[llvm-dev] [RFC] Extending shufflevector for vscale vectors (SVE etc.)

Fri Feb 7 12:39:14 PST 2020

> -----Original Message-----
> From: Chris Lattner <clattner at nondot.org>
> Sent: Wednesday, February 5, 2020 4:02 PM
> To: Eli Friedman <efriedma at quicinc.com>
> Cc: llvm-dev <llvm-dev at lists.llvm.org>
> Subject: [EXT] Re: [llvm-dev] [RFC] Extending shufflevector for vscale vectors
> (SVE etc.)
>
> On Jan 29, 2020, at 4:48 PM, Eli Friedman via llvm-dev <llvm-
> dev at lists.llvm.org> wrote:
> >
> > Currently, for scalable vectors, only splat shuffles are allowed; we're
> considering allowing more different kinds of shuffles.  The issue is,
> essentially, that a shuffle mask is a simple list of integers, and that isn't
> enough to express a scalable operation.  For example, concatenating two
> fixed-length vectors currently looks like this:
> >
> > Proposed IR syntax:
> >
> > %result = shufflevector <vscale x 4 x i32> %v1, <vscale x 4 x i32> %v2,
> SHUFFLE_NAME
> >
> > Alternatives:
> >
> > Instead of extending shufflevector, we could introduce a dedicated
> intrinsic for each common shuffle.  This is less readable, and makes it harder
> to leverage existing code that reasons about shuffles.  But it would mean
> fewer changes to existing code.
>
> Hi Eli,
>
> Did you consider a design point between these two extremes?  You could
> introduce one new instruction, something like “fixed shuffle vector” that
> takes two vectors and an enum.  That would keep the structurally (and
> representationally) different cases as separate instructions, without creating
> a new instruction per fixed shuffle kind.
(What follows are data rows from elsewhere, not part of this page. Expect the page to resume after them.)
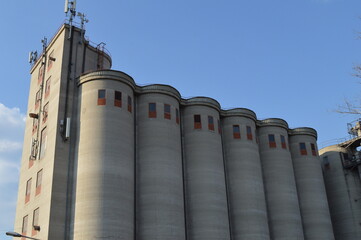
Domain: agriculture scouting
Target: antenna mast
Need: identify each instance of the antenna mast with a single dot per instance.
(70, 7)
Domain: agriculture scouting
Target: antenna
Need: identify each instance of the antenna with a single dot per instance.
(66, 8)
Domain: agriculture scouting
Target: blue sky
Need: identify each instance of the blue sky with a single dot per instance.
(290, 59)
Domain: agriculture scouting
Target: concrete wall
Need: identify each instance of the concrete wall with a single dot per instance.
(248, 212)
(310, 185)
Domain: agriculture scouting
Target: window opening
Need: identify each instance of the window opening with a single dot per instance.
(210, 123)
(249, 133)
(101, 97)
(303, 150)
(272, 141)
(117, 99)
(197, 121)
(236, 132)
(283, 142)
(167, 111)
(152, 110)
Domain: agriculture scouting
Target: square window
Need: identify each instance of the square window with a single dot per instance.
(219, 126)
(177, 115)
(313, 149)
(39, 179)
(101, 97)
(28, 190)
(236, 132)
(303, 150)
(129, 104)
(167, 111)
(210, 123)
(45, 112)
(51, 59)
(44, 137)
(197, 121)
(249, 133)
(47, 87)
(41, 74)
(38, 99)
(117, 99)
(152, 110)
(283, 142)
(272, 141)
(24, 228)
(35, 221)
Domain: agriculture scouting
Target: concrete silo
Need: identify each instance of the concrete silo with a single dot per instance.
(159, 167)
(284, 215)
(342, 181)
(310, 185)
(247, 203)
(104, 203)
(206, 197)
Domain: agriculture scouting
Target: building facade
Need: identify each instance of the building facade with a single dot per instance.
(106, 158)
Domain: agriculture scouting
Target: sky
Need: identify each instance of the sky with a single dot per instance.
(289, 59)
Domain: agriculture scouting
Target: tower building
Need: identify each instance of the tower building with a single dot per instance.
(106, 158)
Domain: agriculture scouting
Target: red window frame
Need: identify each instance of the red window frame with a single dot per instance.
(45, 112)
(41, 74)
(117, 99)
(177, 115)
(283, 142)
(210, 123)
(102, 97)
(50, 60)
(28, 191)
(236, 132)
(219, 126)
(197, 121)
(249, 133)
(47, 87)
(24, 227)
(167, 114)
(152, 110)
(272, 141)
(35, 221)
(303, 150)
(129, 104)
(39, 179)
(313, 149)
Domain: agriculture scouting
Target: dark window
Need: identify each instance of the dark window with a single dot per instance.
(35, 220)
(152, 110)
(249, 133)
(35, 125)
(210, 123)
(47, 87)
(28, 190)
(167, 111)
(24, 228)
(236, 132)
(101, 97)
(38, 99)
(51, 59)
(313, 149)
(272, 141)
(44, 137)
(177, 115)
(129, 104)
(283, 142)
(39, 179)
(303, 150)
(219, 126)
(45, 112)
(117, 99)
(41, 74)
(197, 122)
Well, there are sort of two forms of this.  I could add a new instruction, or I could add a new intrinsic (maybe using a metadata string to specify the shuffle).  An instruction is a ton of boilerplate.  And an intrinsic means we don't get shufflevector constant expressions, which are useful for optimization.
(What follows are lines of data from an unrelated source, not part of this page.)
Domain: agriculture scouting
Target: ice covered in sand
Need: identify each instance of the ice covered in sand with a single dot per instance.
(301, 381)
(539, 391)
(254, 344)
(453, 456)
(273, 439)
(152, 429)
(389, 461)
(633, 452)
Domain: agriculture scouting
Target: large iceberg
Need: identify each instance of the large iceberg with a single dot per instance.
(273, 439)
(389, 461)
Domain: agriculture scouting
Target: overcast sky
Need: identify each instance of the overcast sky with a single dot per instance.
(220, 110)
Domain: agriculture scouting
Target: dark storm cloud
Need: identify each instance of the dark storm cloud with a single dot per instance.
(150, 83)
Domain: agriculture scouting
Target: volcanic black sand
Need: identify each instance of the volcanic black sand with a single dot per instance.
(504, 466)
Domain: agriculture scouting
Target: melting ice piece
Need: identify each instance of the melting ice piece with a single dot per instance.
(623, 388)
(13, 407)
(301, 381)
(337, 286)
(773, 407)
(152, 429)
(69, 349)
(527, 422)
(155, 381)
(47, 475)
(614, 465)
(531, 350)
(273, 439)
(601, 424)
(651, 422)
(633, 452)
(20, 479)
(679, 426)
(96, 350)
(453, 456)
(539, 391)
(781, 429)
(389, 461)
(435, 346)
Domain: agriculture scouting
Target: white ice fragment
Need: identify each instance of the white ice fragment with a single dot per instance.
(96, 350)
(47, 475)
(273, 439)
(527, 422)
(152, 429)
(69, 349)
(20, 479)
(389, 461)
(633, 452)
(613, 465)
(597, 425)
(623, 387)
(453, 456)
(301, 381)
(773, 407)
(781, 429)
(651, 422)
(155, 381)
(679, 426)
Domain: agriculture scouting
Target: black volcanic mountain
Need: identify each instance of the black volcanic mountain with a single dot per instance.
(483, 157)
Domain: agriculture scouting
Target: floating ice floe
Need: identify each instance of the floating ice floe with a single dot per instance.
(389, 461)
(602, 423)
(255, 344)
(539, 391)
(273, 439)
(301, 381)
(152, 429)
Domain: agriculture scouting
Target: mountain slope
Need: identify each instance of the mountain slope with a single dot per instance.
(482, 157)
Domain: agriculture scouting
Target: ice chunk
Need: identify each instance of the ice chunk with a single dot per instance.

Either way, it's a bunch of extra work if we intend to eventually unify the two.  I don't see any scenario under which we don't want to eventually unify them.  The operations I'm adding are semantically the same as the equivalent fixed-width shuffles; we just can't represent the shuffle masks the same way.  And I think if we do end up changing the representation of scalable shufflevectors later, we'll be able to autoupgrade the existing ones.

I think I can keep the initial patch relatively small if we wrap the abstract notion of a "ShuffleMask", which is either a fixed shuffle or a named scalable shuffle, in a C++ class.  And then we can let optimizations that expect fixed shuffles just convert that to the expected ArrayRef<int>.

> Relatedly, how do you foresee canonicalization (in instcombine and inst
> selection) working for these?  If not for compatibility, it would make sense to
> canonicalize from shuffle vector to the ‘fixed’ formats, but doing that would
> probably introduce a bunch of regressions for various targets.

I'm thinking that we don't use the new named shuffles for fixed-width shuffles at the IR level.  Instead, we add helpers to ShuffleVectorInst that match either a scalable shuffle, or an equivalent fixed shuffle.  So code that wants to handle both can pretend they're canonicalized, and code that handles fixed shuffles won't be disrupted.

In SelectionDAG, shuffles aren't really unified the same way they are in IR.  I think we map onto existing operations where they make sense (CONCAT_VECTORS and EXTRACT_SUBVECTOR).  For scalable zip/unzip, I haven't really thought deeply about it; it probably makes sense to change SHUFFLE_VECTOR's shuffle mask to use ShuffleMask like IR, but that probably doesn't have a big impact either way.

-Eli